A novel fusion gene NRF1::PDGFRA was identified in a patient with myeloid/lymphoid neoplasms with eosinophilia and tyrosine kinase gene fusions (MLN-TK), harboring the chromosome abnormality t(4;7)(q12;q32). This represents the first reported case of the NRF1::PDGFRA fusion gene, and the ninth PDGFRA-associated fusion gene identified in MLN-TK. The fusion event led to the constitutive activation of the PDGFRA kinase, resulting in uncontrolled eosinophil proliferation and potentially contributing to the occurrence of cerebral infarction. Our study indicates treatment with low-dose imatinib effectively alleviates the symptoms associated with NRF1::PDGFRA gene fusion.

Introduction

The World Health Organization (WHO) 2022 classification and the International Consensus Classification of Myeloid and Lymphoid Neoplasms (ICC-MLN) define a distinct subcategory of myeloid neoplasms as “myeloid/lymphoid neoplasms with eosinophilia and tyrosine kinase gene fusions” (MLN-TK), which are driven by rearrangements/fusion genes involving PDGFRA, PDGFRB, FGFR1, JAK2, ABL1, or FLT3 (13). Notably, myeloid and lymphoid neoplasms with eosinophilia and PDGFRA rearrangements are recognized as a distinct entity within the section of MLN-TK (1, 4). At the time of writing, all fusion partners of PDGFRA that have been described in MLN-TK, including FIP1L1, BCR, ETV6, KIF5B, CDK5RAP2, STRN, TNKS2, FOXP1, and AKAP9 (413). The FIP1L1 gene is the most frequent fusion partner, followed by the BCR gene, with other partner genes being infrequent. In this study, we describe the identification of NRF1 as a novel and rare fusion partner of PDGFRA in an adult patient with MLN-TK, and provide a detailed account of the patient’s clinical course following treatment with low-dose imatinib.

Methods

Chromosomal analysis

Chromosomal analysis was performed by examining short-term cultures of bone marrow (BM) according to standard conventional cytogenetic protocols. Fresh bone marrow was collected from each patient and cultured for 24 h (in RPMI 1640 medium, 20% calf serum) without any growth factors. A methanol–glacial acetic acid fixation method was used for obtaining metaphase cells, with G-banding and R-banding performed. Analysis was performed using an Ikaros automated scanning system (Metasystems, Germany). At least 20 cells in metaphase were analyzed in each case. Karyotype descriptions are based on the International System for Human Cytogenomic Nomenclature (ISCN 2020).

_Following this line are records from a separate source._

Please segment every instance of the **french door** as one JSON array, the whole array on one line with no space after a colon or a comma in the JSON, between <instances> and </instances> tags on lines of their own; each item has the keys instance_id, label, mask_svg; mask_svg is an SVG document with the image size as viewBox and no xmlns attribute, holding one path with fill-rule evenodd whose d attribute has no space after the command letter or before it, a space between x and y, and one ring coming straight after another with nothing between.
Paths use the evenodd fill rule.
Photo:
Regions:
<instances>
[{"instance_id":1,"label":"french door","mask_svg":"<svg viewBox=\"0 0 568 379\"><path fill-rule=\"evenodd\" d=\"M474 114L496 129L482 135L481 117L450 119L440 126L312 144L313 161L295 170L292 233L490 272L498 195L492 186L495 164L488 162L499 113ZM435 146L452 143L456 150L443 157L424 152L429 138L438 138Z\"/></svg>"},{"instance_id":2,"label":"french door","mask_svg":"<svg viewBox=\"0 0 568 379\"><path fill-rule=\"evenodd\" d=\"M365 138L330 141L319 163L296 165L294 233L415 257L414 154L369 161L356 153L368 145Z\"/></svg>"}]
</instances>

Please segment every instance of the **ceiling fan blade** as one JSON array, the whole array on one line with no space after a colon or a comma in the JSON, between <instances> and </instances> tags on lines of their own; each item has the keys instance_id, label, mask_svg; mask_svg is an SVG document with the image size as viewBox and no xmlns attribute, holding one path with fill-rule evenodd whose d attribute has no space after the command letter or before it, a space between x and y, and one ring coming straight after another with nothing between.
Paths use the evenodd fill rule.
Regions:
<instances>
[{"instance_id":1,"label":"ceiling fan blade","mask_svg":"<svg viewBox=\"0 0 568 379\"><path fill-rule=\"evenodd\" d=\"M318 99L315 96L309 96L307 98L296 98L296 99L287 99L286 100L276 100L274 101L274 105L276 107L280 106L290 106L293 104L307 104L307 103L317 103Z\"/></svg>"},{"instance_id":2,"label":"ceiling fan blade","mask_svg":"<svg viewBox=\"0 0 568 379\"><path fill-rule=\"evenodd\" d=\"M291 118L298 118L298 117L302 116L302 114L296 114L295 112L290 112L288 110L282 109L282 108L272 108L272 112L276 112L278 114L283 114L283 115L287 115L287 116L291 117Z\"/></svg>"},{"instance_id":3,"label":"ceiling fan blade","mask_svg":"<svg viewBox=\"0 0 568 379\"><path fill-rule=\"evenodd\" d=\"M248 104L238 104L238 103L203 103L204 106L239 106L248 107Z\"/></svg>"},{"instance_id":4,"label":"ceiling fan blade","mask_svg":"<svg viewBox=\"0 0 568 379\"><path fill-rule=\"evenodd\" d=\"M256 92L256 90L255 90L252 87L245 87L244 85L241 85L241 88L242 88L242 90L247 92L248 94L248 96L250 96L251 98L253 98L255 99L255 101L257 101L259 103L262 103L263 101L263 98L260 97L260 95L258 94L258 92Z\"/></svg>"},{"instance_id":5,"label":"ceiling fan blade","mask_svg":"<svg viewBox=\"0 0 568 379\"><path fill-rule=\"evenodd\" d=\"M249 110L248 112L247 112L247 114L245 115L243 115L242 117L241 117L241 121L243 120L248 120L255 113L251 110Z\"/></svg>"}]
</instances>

Fluorescence in situ hybridization

BM of this patient was collected and processed following standard cytogenetic protocols. For interphase fluorescence in situ hybridization (FISH), the slides containing fixed cells were incubated in 2× SSC at 37°C for 30 minutes, rinsed with deionized water, and subsequently dehydrated through graded ethanol series (70%, 85%, and 100%). After air drying, slides were denatured at 83°C for 5 minutes in the water bath, hybridized with PDGFRA Tricolor Rearrangement Probe (HealthCare, China) at 37°C for 16 hours using the hybridizer (Abbott, USA), stained with DAPI, and analyzed under the fluorescence microscope (Zeiss, Germany). For metaphase FISH, the labeled slides from chromosome analysis should undergo de-oiling and destaining before incubation in 2× SSC buffer.

RNA sequencing

Total RNA was extracted from diagnostic BM using TRIzol, following the manufacturer’s protocol. 500-1000 ng of RNA was Poly(A)-based mRNA enrichment using VAHTS mRNA Capture Beads 2.0 (Vazyme, China). The preparation of cDNA library using VAHTS Universal V8 RNA-seq Library Prep Kit for Illumina (Vazyme, China). Finally, Illumina Novaseq 6000 sequencing platform was used for library sequencing. Raw FASTQ data were quality-checked with Fastp, and fusion gene candidates were identified using Arriba (v2.2.0). Hot gene pairs were reviewed with an in-house database and manually verified in Integrative Genomics Viewer (v2.16.2).

TaqMan RT-qPCR

Total RNA was reverse transcribed into cDNA using the High-Capacity cDNA Reverse Transcription Kit (Thermo Fisher, USA) according to the manufacturer’s instructions. RT-qPCR was performed in a 96-well plate (20 µL/well) containing TaqMan gene Expression Master Mix, primers (500 nM), probe (250 nM), and cDNA template. The primers and probe sequences are provided in Supplementary Figure 1E. Thermal cycling was as follows: 50°C for 2 min, 95°C for 10 min, followed by 45 cycles of 95°C for 15 sec and 60°C for 1 min. cABL was used as a housekeeping gene to confirm the amplifiability and quality of the cDNA.

Results

A 27-year-old male patient with a history of recurrent pruritus and irritative cough was admitted to the hospital complaining about the persistent eosinophilia and recurrent episodes of dizziness. Six months earlier, he had experienced a sudden onset of left-sided limb weakness and dysarthria. At that time, Cranial computed tomography (CT) demonstrated a wedge-shaped hyperintense lesion at the right frontotemporal-parietal junction, indicative of a cerebral infarction. His peripheral blood exhibited a mildly elevated white blood cell count (18.42×109/L) with marked eosinophilia (43.2%), and thrombocytopenia (73×109/L). No hepatosplenomegaly was detected upon physical examination. Cerebrospinal fluid was normal.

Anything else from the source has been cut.